A federal-state tug-of-war over bulk billing is unlikely to leave any patients better off. 

A conflict between federal intentions and state actions has raised questions about the future of bulk billing .

According to reports, the federal government's $3.5 billion initiative to bolster bulk billing is under threat from state governments' revised interpretations of payroll taxes, potentially eroding the benefits of the policy.

Bulk billing allows general practitioners (GPs) to accept the Medicare benefit as full payment, ensuring no out-of-pocket costs for patients. While extremely beneficial to patients, there has been a decline in bulk billing rates over the years. 

In response, the federal government, in November, dramatically increased payments to GPs who bulk bill patients, aiming to reverse this downward trend.

However, this federal push faces complications from state-level tax policy changes. 

States have redefined payroll tax laws, categorising GPs as employees rather than contractors. This change subjects medical practices to higher taxes, thereby absorbing funds meant to decrease patient fees. 

“The money that is being put into general practice is going to be taken out by the states through the application of payroll tax on Medicare,” says Dr Nicole Higgins, President of the Royal Australian College of General Practitioners (RACGP).
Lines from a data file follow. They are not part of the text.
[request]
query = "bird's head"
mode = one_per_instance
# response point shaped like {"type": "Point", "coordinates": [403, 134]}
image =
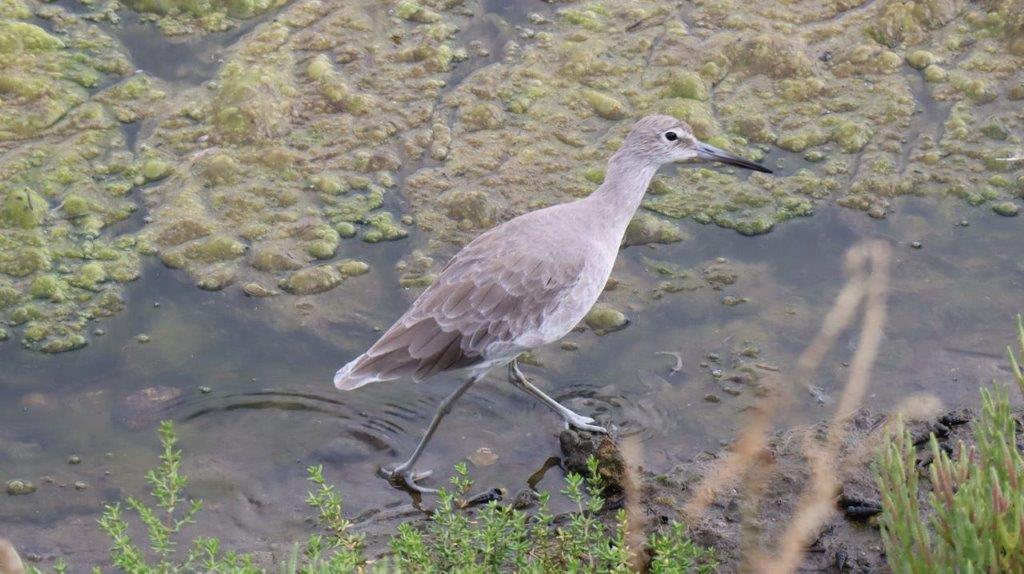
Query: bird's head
{"type": "Point", "coordinates": [664, 139]}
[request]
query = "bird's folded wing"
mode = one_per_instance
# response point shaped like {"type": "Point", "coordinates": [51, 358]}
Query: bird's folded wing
{"type": "Point", "coordinates": [482, 299]}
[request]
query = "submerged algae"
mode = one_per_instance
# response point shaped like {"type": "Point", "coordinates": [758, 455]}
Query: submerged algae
{"type": "Point", "coordinates": [320, 120]}
{"type": "Point", "coordinates": [65, 172]}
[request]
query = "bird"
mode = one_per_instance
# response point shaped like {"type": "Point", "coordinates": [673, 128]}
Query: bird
{"type": "Point", "coordinates": [522, 284]}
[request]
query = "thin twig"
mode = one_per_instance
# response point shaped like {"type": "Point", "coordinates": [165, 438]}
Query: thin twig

The tax redefinition has led to substantial financial burdens on medical practices. 

A clinic in Victoria, for example, was hit with an $800,000 tax bill, retroactive over several years. 

In Canberra, some clinics have already begun raising their fees in response, directly attributing these increases to the new tax obligations.

The states maintain that including GPs for payroll tax purposes is fair, arguing against special exemptions as they would undermine the tax system. 

However, this stance has invited criticism and concern at both the federal and practitioner levels. 

Health Minister Mark Butler has voiced his apprehension about the situation, noting the risk of losing the $3.5 billion investment to state coffers rather than seeing it improve patient affordability.

While early data post-policy implementation showed a slight increase in bulk billing rates by 2.1 per cent, subsequent figures indicate no significant improvement in the proportion of GP fees covered by Medicare, suggesting that the increased costs imposed by payroll taxes may be nullifying the benefits of the federal funding.

As consultations between states and GPs continue, with some changes set to take effect in July, the federal government, doctors, and advocates remain hopeful for resolutions that truly benefit patients without financial penalties to practices.